Within the nodejs code, we enabled CORS with the CORS module and are running both http and https servers:
// enable CORS for all requests
var cors = require('cors');
app.use(cors());
// for certifications
var credentials = {
key: fs.readFileSync('our.key'),
cert: fs.readFileSync('our.crt')
};
var httpServer = http.createServer(app);
var httpsServer = https.createServer(credentials, app);
httpServer.listen(port, function() {
console.log('HTTP server listening on port ' + port);
});
httpsServer.listen(httpsPort, function() {
console.log('HTTPS server listening on port ' + httpsPort);
});
Upvotes: 3
Views: 4782
Reputation: 25031
There seems to be issues with both CORS and HTTPS in your server... You should try this middleware for the CORS part, and make it work when accessing the page in raw HTTP first. As far as I know, you'll have to use different ports for HTTP and HTTPS. And you will also probably need to enable CORS credentials. As I said, I think you'd better make it work in HTTP first ;)

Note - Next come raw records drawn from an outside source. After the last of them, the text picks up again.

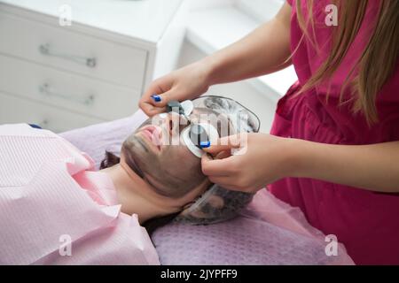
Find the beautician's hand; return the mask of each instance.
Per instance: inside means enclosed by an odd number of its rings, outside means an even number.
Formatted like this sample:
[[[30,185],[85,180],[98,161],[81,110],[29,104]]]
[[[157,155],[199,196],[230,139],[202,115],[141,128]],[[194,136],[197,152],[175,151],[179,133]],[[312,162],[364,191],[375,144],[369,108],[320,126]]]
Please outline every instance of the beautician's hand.
[[[209,88],[208,74],[207,65],[202,61],[174,71],[153,81],[141,98],[139,106],[152,117],[164,112],[166,104],[171,100],[197,98]]]
[[[215,158],[207,155],[202,157],[202,172],[213,183],[254,193],[290,176],[295,167],[293,157],[296,140],[265,134],[248,134],[246,137],[246,142],[239,135],[223,137],[217,145],[203,149]],[[231,155],[232,149],[239,149],[239,154]]]

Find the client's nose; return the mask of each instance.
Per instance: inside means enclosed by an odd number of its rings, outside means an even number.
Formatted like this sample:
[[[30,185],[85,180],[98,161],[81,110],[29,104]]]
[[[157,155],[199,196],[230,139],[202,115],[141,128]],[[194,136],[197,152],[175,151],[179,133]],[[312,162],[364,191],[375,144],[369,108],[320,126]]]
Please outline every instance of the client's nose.
[[[163,121],[162,127],[172,140],[175,136],[179,135],[180,131],[180,116],[176,113],[168,113]]]

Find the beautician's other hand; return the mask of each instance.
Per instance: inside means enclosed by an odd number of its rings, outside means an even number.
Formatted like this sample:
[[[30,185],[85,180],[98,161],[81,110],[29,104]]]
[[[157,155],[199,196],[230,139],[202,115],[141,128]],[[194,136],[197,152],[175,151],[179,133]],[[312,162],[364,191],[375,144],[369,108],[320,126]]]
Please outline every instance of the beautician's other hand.
[[[197,98],[209,88],[208,75],[208,67],[202,61],[174,71],[153,81],[140,99],[139,106],[152,117],[164,112],[166,104],[171,100]]]
[[[232,190],[254,193],[290,176],[295,166],[292,157],[296,140],[266,134],[248,134],[246,142],[242,138],[239,134],[223,137],[217,145],[203,149],[215,158],[207,155],[202,157],[202,172],[213,183]],[[231,155],[232,149],[239,149],[243,154]]]

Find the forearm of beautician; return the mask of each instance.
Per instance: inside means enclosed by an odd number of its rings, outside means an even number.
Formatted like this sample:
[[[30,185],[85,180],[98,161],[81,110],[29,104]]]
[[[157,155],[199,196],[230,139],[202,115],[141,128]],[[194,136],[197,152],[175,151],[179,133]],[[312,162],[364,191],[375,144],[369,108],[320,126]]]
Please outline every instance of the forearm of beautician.
[[[298,140],[293,177],[399,193],[399,142],[330,145]]]
[[[202,60],[209,85],[237,81],[281,70],[291,65],[291,6],[286,3],[270,21],[245,38]]]

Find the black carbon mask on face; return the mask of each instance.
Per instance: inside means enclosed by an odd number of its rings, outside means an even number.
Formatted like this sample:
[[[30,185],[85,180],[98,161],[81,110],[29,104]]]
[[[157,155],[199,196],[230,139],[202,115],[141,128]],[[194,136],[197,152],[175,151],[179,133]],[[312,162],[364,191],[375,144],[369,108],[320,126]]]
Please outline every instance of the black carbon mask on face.
[[[125,141],[122,154],[129,167],[164,196],[181,197],[206,179],[200,159],[184,145],[162,147],[157,152],[140,131]]]

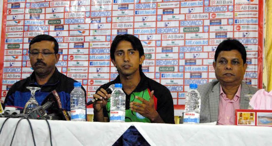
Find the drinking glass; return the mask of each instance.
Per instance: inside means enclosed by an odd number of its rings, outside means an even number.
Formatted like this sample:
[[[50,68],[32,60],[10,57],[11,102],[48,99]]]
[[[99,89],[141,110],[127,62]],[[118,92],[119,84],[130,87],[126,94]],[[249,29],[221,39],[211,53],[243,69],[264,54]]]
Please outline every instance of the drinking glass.
[[[252,96],[253,96],[254,94],[246,94],[245,95],[245,97],[247,98],[249,100],[249,101],[250,101],[250,100],[251,100],[251,98],[252,98]],[[250,105],[248,105],[248,109],[249,110],[253,110],[253,108],[251,107]]]
[[[36,92],[36,91],[40,90],[41,88],[34,87],[27,87],[27,89],[30,90],[31,95],[30,98],[27,101],[24,106],[24,113],[28,114],[32,110],[39,106],[39,103],[35,99],[35,92]]]

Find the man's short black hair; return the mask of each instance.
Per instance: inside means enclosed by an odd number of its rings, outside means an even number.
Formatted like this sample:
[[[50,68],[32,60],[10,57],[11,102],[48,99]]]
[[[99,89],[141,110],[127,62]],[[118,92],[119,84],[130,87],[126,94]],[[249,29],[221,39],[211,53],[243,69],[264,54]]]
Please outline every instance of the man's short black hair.
[[[48,41],[54,42],[55,46],[54,46],[54,51],[55,53],[57,54],[59,53],[59,44],[56,39],[54,37],[47,34],[40,34],[35,36],[30,41],[29,43],[29,50],[30,50],[30,46],[35,43],[40,42],[42,41]]]
[[[240,52],[243,59],[243,64],[245,63],[246,62],[246,51],[245,46],[238,40],[229,38],[224,40],[217,47],[215,54],[215,62],[218,55],[221,51],[229,51],[233,50],[236,50]]]
[[[115,60],[114,52],[118,44],[122,41],[126,41],[130,42],[133,47],[133,49],[139,51],[139,57],[144,55],[143,45],[141,41],[138,38],[131,34],[119,35],[116,36],[111,43],[111,59]],[[141,72],[141,65],[140,65],[139,68],[140,72]]]

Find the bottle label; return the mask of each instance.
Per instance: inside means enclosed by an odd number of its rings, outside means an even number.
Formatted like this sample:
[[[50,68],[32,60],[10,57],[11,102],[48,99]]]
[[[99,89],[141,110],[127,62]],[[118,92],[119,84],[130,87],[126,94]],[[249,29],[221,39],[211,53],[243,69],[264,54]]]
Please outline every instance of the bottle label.
[[[200,114],[194,112],[184,113],[183,115],[183,122],[199,123]]]
[[[111,122],[125,121],[125,116],[126,112],[121,110],[111,111],[110,120]]]
[[[77,109],[71,110],[71,119],[86,119],[86,110],[82,109]]]

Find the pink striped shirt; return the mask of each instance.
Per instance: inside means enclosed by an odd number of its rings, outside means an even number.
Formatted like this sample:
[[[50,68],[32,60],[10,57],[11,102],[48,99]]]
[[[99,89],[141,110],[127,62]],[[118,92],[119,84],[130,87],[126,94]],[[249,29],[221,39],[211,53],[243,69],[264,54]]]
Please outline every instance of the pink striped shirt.
[[[240,109],[240,95],[241,85],[232,100],[227,98],[220,85],[220,100],[217,124],[218,125],[234,125],[235,110]]]

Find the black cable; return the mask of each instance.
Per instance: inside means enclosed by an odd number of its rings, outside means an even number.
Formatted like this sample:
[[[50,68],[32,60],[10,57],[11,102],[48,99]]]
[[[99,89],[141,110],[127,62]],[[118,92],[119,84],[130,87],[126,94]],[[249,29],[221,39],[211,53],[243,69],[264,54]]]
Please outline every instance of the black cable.
[[[25,118],[27,120],[27,121],[28,122],[28,123],[29,124],[29,125],[30,127],[30,130],[31,130],[31,133],[32,134],[32,138],[33,139],[33,142],[34,143],[34,146],[36,146],[36,142],[35,142],[35,139],[34,137],[34,133],[33,132],[33,129],[32,128],[32,126],[31,125],[31,123],[30,122],[30,121],[29,120],[29,119],[28,119],[28,118],[26,116],[22,115],[17,116],[15,115],[14,116],[12,116],[12,118],[19,118],[20,117],[22,117]]]
[[[5,121],[4,121],[4,122],[3,123],[3,124],[2,125],[2,126],[1,127],[1,129],[0,129],[0,135],[1,135],[1,132],[2,132],[2,130],[3,129],[3,127],[4,127],[4,125],[5,125],[5,123],[6,123],[6,122],[8,120],[11,118],[11,117],[9,117],[7,118],[6,119],[6,120],[5,120]]]
[[[12,139],[11,139],[11,142],[10,142],[10,146],[11,146],[11,145],[12,144],[12,142],[13,141],[13,139],[14,138],[14,136],[15,136],[15,133],[16,133],[16,131],[17,130],[17,127],[18,127],[18,125],[19,125],[19,123],[23,119],[24,119],[26,118],[25,117],[23,117],[21,118],[21,119],[20,119],[20,120],[19,120],[19,121],[17,122],[17,124],[16,124],[16,127],[15,128],[15,130],[14,130],[14,132],[13,132],[13,136],[12,136]]]
[[[47,125],[48,125],[48,128],[49,129],[49,135],[50,136],[50,144],[51,145],[51,146],[53,146],[52,142],[52,134],[51,133],[51,127],[50,127],[50,124],[49,124],[49,122],[48,122],[47,119],[44,117],[42,117],[39,118],[38,119],[38,120],[45,120],[45,121],[46,121]]]
[[[47,123],[47,125],[48,125],[48,127],[49,128],[49,135],[50,135],[50,144],[51,144],[51,146],[53,146],[52,144],[52,135],[51,134],[51,127],[50,127],[50,124],[49,124],[49,122],[48,122],[47,119],[45,118],[45,121]]]

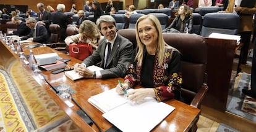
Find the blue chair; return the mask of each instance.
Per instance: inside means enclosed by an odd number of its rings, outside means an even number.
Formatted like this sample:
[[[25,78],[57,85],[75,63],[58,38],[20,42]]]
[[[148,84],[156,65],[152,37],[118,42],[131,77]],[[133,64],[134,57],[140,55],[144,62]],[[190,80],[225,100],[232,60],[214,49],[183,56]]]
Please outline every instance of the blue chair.
[[[208,13],[218,12],[218,11],[221,11],[221,8],[216,6],[202,7],[195,9],[195,12],[199,13],[202,16],[204,16]]]
[[[200,35],[202,28],[202,18],[198,13],[193,13],[193,29],[192,33]]]
[[[157,13],[163,13],[166,14],[169,18],[171,17],[172,12],[172,10],[169,8],[160,9],[156,10]]]
[[[142,13],[145,15],[147,15],[148,14],[155,13],[156,12],[156,10],[157,9],[145,9],[142,10]]]
[[[208,37],[213,33],[237,34],[239,16],[232,13],[209,13],[204,16],[201,36]]]
[[[149,14],[155,15],[159,20],[162,30],[168,26],[168,16],[166,14],[163,13],[151,13]]]
[[[127,17],[122,14],[116,14],[112,15],[116,20],[116,28],[121,29],[126,28],[127,25]]]
[[[117,14],[125,14],[126,12],[127,12],[127,10],[119,10],[117,11],[117,12],[116,12]]]
[[[140,17],[144,15],[143,14],[133,14],[130,16],[129,28],[135,29],[137,20]]]

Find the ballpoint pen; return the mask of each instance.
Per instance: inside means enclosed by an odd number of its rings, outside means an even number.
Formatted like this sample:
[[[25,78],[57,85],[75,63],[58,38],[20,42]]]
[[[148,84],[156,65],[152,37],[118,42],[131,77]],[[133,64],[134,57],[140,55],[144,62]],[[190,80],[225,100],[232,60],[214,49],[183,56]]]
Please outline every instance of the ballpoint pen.
[[[121,82],[120,82],[120,80],[118,80],[118,83],[119,83],[119,85],[122,88],[124,88],[123,87],[122,87],[122,83],[121,83]],[[124,90],[122,90],[123,91],[124,91],[124,95],[126,96],[126,94],[127,94],[127,91],[126,91],[126,89],[124,89]]]

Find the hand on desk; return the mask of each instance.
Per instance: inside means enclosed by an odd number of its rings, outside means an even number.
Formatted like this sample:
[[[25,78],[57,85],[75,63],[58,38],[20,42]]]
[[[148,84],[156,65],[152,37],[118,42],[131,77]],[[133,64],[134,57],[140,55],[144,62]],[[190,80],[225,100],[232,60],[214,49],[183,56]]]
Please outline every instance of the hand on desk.
[[[77,63],[74,66],[74,70],[79,73],[79,75],[85,78],[93,78],[93,72],[90,71],[86,68],[85,64]]]

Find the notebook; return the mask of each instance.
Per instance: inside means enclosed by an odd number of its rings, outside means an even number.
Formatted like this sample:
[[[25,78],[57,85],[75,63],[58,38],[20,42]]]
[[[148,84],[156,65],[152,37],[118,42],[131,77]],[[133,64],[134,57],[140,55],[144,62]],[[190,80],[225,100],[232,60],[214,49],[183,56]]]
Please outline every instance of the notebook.
[[[92,65],[90,66],[87,67],[91,71],[100,71],[101,70],[103,70],[101,68]],[[83,78],[83,76],[80,76],[79,73],[77,72],[74,70],[71,70],[69,71],[65,71],[64,72],[66,76],[69,77],[72,80],[76,80],[79,79]]]
[[[150,131],[175,109],[148,97],[135,104],[118,95],[116,88],[92,96],[88,101],[103,112],[104,118],[124,132]]]

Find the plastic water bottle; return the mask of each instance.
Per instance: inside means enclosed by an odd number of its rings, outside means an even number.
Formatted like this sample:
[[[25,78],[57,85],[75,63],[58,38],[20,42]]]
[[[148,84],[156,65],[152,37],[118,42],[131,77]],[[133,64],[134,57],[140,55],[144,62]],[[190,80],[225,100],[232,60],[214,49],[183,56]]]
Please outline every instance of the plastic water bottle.
[[[30,55],[29,55],[29,67],[34,71],[38,66],[36,60],[35,58],[34,53],[33,53],[33,50],[29,50]]]
[[[185,25],[185,29],[184,29],[184,33],[186,34],[189,33],[189,24],[188,23],[186,23]]]

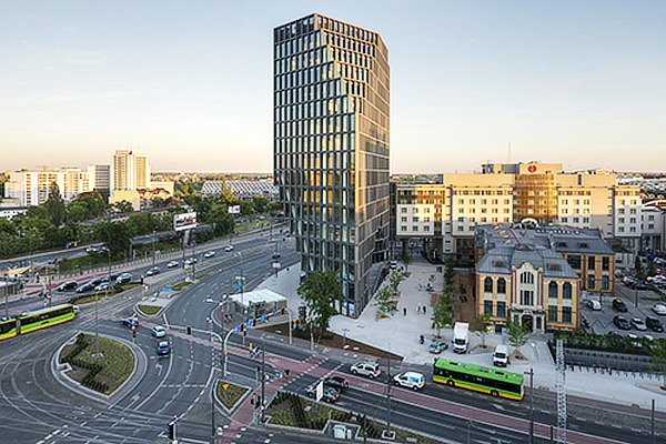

Then, on the Ext part, as already mentioned in comments, you should probably disable default headers (or you'll have to make all of them accepted by your server; see the first comment to this answer). But you need to do that on the proxy, because apparently it replaces the global setting in Ext.Ajax
.
So, something like this:
Ext.create('Ext.data.Store', {
id : 'countryStore',
model : 'country',
autoLoad : true,
autoDestroy: true,
proxy: {
type: 'rest',
url : 'https://restcountries.eu/rest/v1/all',
useDefaultXhrHeader: false, // <= HERE
reader: {
type : 'json',
headers: {'Accept': 'application/json'},
totalProperty : 'total',
successProperty: 'success',
messageProperty: 'message'
}
} // <= and notice this change
});
Probably unrelated, but note that your indendation was incorrect and hid the fact that the reader
option was applied to the store itself instead of the proxy (so it was ignored).